Am 30.08.1983 näherte sich der S 80 1986 der Haltestelle Flughafen,
Inland, die vor dem 1980 fertiggestellten Abfertigungsgebäude lag. Die
Verkehrsanbindung des Flughafens erfolgte damals über zwei Zufahrtstraßen. Mit
dem S 80 1983 hat der HOV einen dieser wegweisenden Busse in seiner Sammlung.
Am
08.06.1986 präsentierte sich der
Flughafen mit Fahnenmasten und den von Grün umfassten Parkplätzen dem
Betrachter noch eher betulich. Der HHA-Bus
2147 (DB O 305, Baujahr 1980, Serie 2101-2194) hielt an der Haltestelle Flughafen „International/Berlin“,
allerdings behindert von einem ausländischen Pkw-Fahrer mit reichlich Gepäck.

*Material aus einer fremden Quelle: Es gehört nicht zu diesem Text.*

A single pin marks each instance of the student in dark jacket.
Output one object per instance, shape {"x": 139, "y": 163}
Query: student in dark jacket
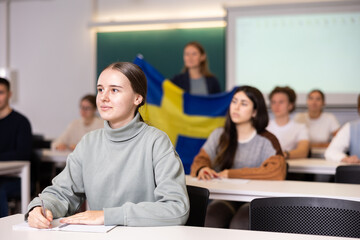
{"x": 15, "y": 144}
{"x": 196, "y": 77}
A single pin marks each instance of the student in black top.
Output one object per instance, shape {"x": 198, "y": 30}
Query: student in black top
{"x": 15, "y": 143}
{"x": 196, "y": 77}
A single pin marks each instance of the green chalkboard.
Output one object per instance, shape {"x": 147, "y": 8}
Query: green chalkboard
{"x": 162, "y": 48}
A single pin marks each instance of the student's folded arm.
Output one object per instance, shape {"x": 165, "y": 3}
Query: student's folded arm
{"x": 301, "y": 150}
{"x": 273, "y": 168}
{"x": 201, "y": 160}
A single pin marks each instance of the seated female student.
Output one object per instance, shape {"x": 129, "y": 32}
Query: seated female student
{"x": 79, "y": 127}
{"x": 196, "y": 77}
{"x": 128, "y": 171}
{"x": 322, "y": 126}
{"x": 293, "y": 136}
{"x": 241, "y": 149}
{"x": 346, "y": 140}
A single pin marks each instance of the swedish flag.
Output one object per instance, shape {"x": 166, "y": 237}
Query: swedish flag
{"x": 187, "y": 119}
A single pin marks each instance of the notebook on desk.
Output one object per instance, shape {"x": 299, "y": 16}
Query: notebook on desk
{"x": 57, "y": 226}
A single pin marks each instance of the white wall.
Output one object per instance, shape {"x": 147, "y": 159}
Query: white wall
{"x": 52, "y": 52}
{"x": 52, "y": 49}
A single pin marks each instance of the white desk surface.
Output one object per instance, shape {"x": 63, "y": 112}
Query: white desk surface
{"x": 247, "y": 190}
{"x": 313, "y": 166}
{"x": 150, "y": 233}
{"x": 318, "y": 152}
{"x": 19, "y": 169}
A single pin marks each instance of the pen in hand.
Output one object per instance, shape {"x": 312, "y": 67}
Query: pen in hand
{"x": 42, "y": 207}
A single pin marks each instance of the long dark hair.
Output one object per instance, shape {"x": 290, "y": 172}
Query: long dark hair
{"x": 136, "y": 77}
{"x": 228, "y": 140}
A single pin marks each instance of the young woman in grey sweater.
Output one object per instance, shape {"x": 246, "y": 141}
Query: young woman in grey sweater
{"x": 129, "y": 172}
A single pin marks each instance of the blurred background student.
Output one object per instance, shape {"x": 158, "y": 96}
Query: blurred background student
{"x": 345, "y": 146}
{"x": 15, "y": 144}
{"x": 196, "y": 77}
{"x": 241, "y": 149}
{"x": 79, "y": 127}
{"x": 322, "y": 126}
{"x": 293, "y": 136}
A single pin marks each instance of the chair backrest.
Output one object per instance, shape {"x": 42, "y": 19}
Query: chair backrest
{"x": 348, "y": 174}
{"x": 317, "y": 216}
{"x": 199, "y": 198}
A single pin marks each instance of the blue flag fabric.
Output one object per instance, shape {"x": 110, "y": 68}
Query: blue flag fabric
{"x": 187, "y": 119}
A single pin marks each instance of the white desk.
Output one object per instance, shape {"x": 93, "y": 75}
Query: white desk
{"x": 318, "y": 152}
{"x": 150, "y": 233}
{"x": 19, "y": 169}
{"x": 313, "y": 166}
{"x": 247, "y": 190}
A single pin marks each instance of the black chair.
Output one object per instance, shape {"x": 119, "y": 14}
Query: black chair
{"x": 348, "y": 174}
{"x": 199, "y": 198}
{"x": 316, "y": 216}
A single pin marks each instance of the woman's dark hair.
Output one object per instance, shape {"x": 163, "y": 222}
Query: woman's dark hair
{"x": 290, "y": 93}
{"x": 136, "y": 77}
{"x": 90, "y": 98}
{"x": 318, "y": 91}
{"x": 204, "y": 66}
{"x": 228, "y": 140}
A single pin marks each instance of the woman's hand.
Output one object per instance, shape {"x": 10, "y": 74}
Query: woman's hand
{"x": 207, "y": 173}
{"x": 224, "y": 173}
{"x": 88, "y": 217}
{"x": 37, "y": 220}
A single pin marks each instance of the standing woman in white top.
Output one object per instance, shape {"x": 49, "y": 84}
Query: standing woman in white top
{"x": 293, "y": 137}
{"x": 79, "y": 127}
{"x": 322, "y": 126}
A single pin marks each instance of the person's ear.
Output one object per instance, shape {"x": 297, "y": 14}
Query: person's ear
{"x": 138, "y": 100}
{"x": 203, "y": 57}
{"x": 290, "y": 107}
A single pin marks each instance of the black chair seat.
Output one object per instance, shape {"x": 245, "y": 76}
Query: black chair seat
{"x": 348, "y": 174}
{"x": 317, "y": 216}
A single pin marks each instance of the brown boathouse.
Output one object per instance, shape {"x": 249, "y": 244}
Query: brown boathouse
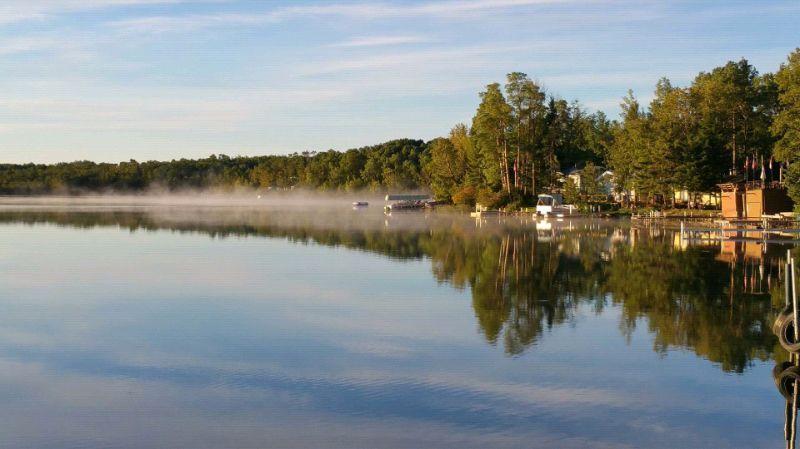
{"x": 754, "y": 199}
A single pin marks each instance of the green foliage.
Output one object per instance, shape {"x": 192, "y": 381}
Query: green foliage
{"x": 392, "y": 165}
{"x": 571, "y": 193}
{"x": 786, "y": 127}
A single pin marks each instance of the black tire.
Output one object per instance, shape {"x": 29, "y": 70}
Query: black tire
{"x": 784, "y": 329}
{"x": 785, "y": 314}
{"x": 786, "y": 379}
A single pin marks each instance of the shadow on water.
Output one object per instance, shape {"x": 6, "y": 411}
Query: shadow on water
{"x": 718, "y": 299}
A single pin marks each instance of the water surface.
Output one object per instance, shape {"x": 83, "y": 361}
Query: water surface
{"x": 279, "y": 327}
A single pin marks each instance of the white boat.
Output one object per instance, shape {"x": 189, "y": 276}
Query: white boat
{"x": 553, "y": 205}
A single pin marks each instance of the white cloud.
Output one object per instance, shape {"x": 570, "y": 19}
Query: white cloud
{"x": 363, "y": 11}
{"x": 19, "y": 10}
{"x": 464, "y": 56}
{"x": 376, "y": 41}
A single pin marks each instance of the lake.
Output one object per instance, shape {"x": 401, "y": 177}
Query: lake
{"x": 130, "y": 326}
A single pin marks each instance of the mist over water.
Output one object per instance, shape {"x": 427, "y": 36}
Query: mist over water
{"x": 305, "y": 323}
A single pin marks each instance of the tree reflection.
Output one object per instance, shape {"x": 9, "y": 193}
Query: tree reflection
{"x": 718, "y": 301}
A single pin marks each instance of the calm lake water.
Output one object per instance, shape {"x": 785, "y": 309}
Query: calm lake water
{"x": 240, "y": 327}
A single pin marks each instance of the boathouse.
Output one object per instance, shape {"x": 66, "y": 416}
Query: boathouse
{"x": 754, "y": 199}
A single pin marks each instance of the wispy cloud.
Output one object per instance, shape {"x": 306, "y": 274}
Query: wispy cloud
{"x": 359, "y": 11}
{"x": 377, "y": 41}
{"x": 466, "y": 56}
{"x": 19, "y": 10}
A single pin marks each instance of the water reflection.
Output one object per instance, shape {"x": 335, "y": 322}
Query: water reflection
{"x": 525, "y": 278}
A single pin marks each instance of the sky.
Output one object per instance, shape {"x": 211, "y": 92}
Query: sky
{"x": 114, "y": 80}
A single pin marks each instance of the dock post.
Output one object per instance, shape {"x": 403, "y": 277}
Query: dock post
{"x": 787, "y": 285}
{"x": 794, "y": 303}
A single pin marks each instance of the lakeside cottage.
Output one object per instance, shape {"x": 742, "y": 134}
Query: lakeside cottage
{"x": 754, "y": 199}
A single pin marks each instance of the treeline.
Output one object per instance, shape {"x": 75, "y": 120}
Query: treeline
{"x": 391, "y": 165}
{"x": 520, "y": 142}
{"x": 688, "y": 138}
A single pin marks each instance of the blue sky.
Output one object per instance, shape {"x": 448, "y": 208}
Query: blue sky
{"x": 112, "y": 80}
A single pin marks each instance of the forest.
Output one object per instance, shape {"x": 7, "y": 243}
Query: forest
{"x": 520, "y": 142}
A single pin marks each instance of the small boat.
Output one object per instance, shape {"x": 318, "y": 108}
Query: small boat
{"x": 552, "y": 205}
{"x": 406, "y": 205}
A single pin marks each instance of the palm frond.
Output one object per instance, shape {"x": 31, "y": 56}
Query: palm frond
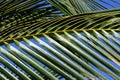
{"x": 74, "y": 7}
{"x": 36, "y": 45}
{"x": 77, "y": 45}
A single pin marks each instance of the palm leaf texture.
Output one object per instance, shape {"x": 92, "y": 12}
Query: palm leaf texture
{"x": 76, "y": 42}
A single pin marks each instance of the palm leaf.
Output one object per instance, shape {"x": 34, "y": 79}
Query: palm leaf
{"x": 74, "y": 47}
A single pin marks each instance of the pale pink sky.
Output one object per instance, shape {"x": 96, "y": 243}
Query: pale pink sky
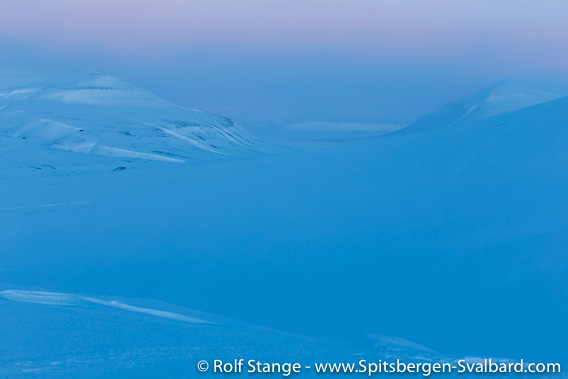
{"x": 401, "y": 29}
{"x": 358, "y": 58}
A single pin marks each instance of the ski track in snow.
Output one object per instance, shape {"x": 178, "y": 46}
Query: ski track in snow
{"x": 49, "y": 205}
{"x": 66, "y": 299}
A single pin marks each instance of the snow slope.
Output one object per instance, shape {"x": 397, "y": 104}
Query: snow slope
{"x": 109, "y": 337}
{"x": 503, "y": 97}
{"x": 68, "y": 124}
{"x": 453, "y": 239}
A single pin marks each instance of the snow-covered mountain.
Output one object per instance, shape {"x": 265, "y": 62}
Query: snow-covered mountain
{"x": 453, "y": 239}
{"x": 502, "y": 97}
{"x": 98, "y": 121}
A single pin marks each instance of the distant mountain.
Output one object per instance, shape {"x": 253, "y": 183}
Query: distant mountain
{"x": 100, "y": 115}
{"x": 502, "y": 97}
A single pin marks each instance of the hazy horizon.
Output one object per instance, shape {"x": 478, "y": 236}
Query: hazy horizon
{"x": 369, "y": 61}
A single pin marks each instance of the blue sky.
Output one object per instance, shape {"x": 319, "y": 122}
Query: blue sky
{"x": 356, "y": 59}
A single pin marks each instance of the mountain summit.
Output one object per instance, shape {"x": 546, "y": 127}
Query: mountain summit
{"x": 103, "y": 116}
{"x": 502, "y": 97}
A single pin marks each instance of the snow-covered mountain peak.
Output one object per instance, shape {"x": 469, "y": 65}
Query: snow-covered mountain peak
{"x": 97, "y": 115}
{"x": 502, "y": 97}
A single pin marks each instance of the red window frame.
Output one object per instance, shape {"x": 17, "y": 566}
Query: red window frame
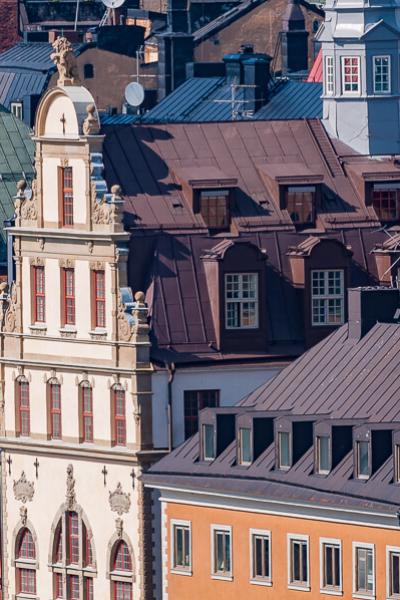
{"x": 99, "y": 298}
{"x": 119, "y": 412}
{"x": 55, "y": 410}
{"x": 73, "y": 538}
{"x": 24, "y": 408}
{"x": 69, "y": 296}
{"x": 39, "y": 295}
{"x": 67, "y": 196}
{"x": 87, "y": 413}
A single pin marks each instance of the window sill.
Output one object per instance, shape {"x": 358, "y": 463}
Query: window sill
{"x": 187, "y": 573}
{"x": 267, "y": 582}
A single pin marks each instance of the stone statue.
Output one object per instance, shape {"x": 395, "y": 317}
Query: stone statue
{"x": 65, "y": 61}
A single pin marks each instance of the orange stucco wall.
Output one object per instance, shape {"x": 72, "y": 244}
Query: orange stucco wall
{"x": 200, "y": 586}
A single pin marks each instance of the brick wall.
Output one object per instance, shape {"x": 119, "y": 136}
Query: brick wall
{"x": 9, "y": 25}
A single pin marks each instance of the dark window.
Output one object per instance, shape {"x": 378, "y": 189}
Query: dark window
{"x": 88, "y": 71}
{"x": 386, "y": 201}
{"x": 194, "y": 401}
{"x": 300, "y": 202}
{"x": 214, "y": 208}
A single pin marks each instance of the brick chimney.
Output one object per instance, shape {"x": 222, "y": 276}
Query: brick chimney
{"x": 9, "y": 24}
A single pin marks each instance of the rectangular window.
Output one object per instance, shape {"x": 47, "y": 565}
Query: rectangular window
{"x": 208, "y": 442}
{"x": 260, "y": 547}
{"x": 362, "y": 460}
{"x": 329, "y": 76}
{"x": 222, "y": 551}
{"x": 246, "y": 454}
{"x": 241, "y": 301}
{"x": 39, "y": 295}
{"x": 69, "y": 296}
{"x": 327, "y": 297}
{"x": 194, "y": 401}
{"x": 67, "y": 196}
{"x": 351, "y": 75}
{"x": 214, "y": 208}
{"x": 323, "y": 454}
{"x": 393, "y": 571}
{"x": 284, "y": 450}
{"x": 300, "y": 201}
{"x": 298, "y": 561}
{"x": 386, "y": 201}
{"x": 331, "y": 567}
{"x": 363, "y": 558}
{"x": 381, "y": 74}
{"x": 99, "y": 299}
{"x": 181, "y": 551}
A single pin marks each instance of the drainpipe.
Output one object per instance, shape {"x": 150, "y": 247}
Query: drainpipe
{"x": 171, "y": 374}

Damals war Berlin noch geteilt, die Stadt unterstand dem Vier-Mächte-Status und
gehörte nicht zur Bundesrepublik. Der Flugverkehr nach West-Berlin führte über
die DDR auf Luftkorridoren und war nur ausländischen Fluggesellschaften
vorbehalten. Daher war die Abfertigung dem internationalen Bereich zugeordnet.
In
einer weiteren Ausbauphase von 1988 bis 1997 änderte der Flughafen erneut sein
Erscheinungsbild. Es entstand der heute als Terminal 2 und damals als Terminal
4 bezeichnete Abfertigungsbereich. Dazu kamen ein neues Parkhaus und 1995 sowie
1997 neue Brücken als Zuwegungen.
Der
Bau der lange umstrittenen sogenannten Ortsumgehung Fuhlsbüttel in den
1990er-Jahren führte zu einer Änderung der Verkehrsanbindung zugunsten des
Individualverkehrs. Am 30.08.1983
befuhr der HHA-Bus 1986 die
Zeppelinstraße, die später in der Ortsumgehung vollständig aufging. Im
Hintergrund befand sich früher der eigene Gleiskörper der Straßenbahn, der 1983
schon Teil des Flughafengeländes war.
Gewaltige
Erdbewegungen änderten immer wieder die Zufahrtsbedingungen für den
Autoverkehr. Am 26.01.1992 war der Jasper-Bus 42 (MB O 303) als Linie 110 auf der provisorischen Zeppelinstraße
unterwegs.
Am
26.06.1999 hielten die beiden
HOV-Museumsbusse 5702 (Magirus-Deutz
150 R/L 12, Baujahr 1967) und 6495
(DB O 321H, Baujahr 1955) vor dem alten Abfertigungsgebäude von 1929. Eine
Schilderbrücke und eine unmittelbar am Eingang beginnende Straßenrampe zum
Terminal 4 (2) zeugten von den bevorstehenden Änderungen, die auch Abbruch des
alten Gebäudes führten. Bis 2005 entstand das Terminal 1,
das optisch dem Terminal von 1993 entsprach und später noch die Verbindung
durch eine Shopping Plaza.
Am 29.11.2008, und damit kurz
vor der Eröffnung der Flughafen-S-Bahn, herrschte vor dem Terminal 1 noch reger
Linienbusverkehr, ohne Störung durch den Individualverkehr. Mit der
Betriebsaufnahme der S-Bahn verschwanden hier die Buslinien 110 und 172. An
diesem Tag hielten hier die Busse HHA
2815 (MB O 530, Baujahr 2008, Serie 2801-2829) und Jasper 8350 (MB O 405 N2, Baujahr 1998). Diese Buslinien dienten
auch der Verkehrserschließung der angrenzenden Wohnbereiche, einschließlich
einer Anbindung der U-Bahnhaltestelle Fuhlsbüttel (Linie 172). Die S-Bahn hat
keinen Haltepunkt innerhalb Fuhlsbüttels und kann diese Aufgaben nicht
ersetzen. Am rechten Bildrand sieht man die zwischenzeitlich eingetretenen
Änderungen im Flughafengelände – viel Beton. Bis heute erhalten blieb die
Bushaltestelle, die Fahrgästen zum Terminal 2 einen langen Fußweg zumutet. Die
in der Deckenverkleidung unverändert hausenden Tauben und deren
„Hinterlassenschaften“ am Boden wirken auf Touristen wenig einladend.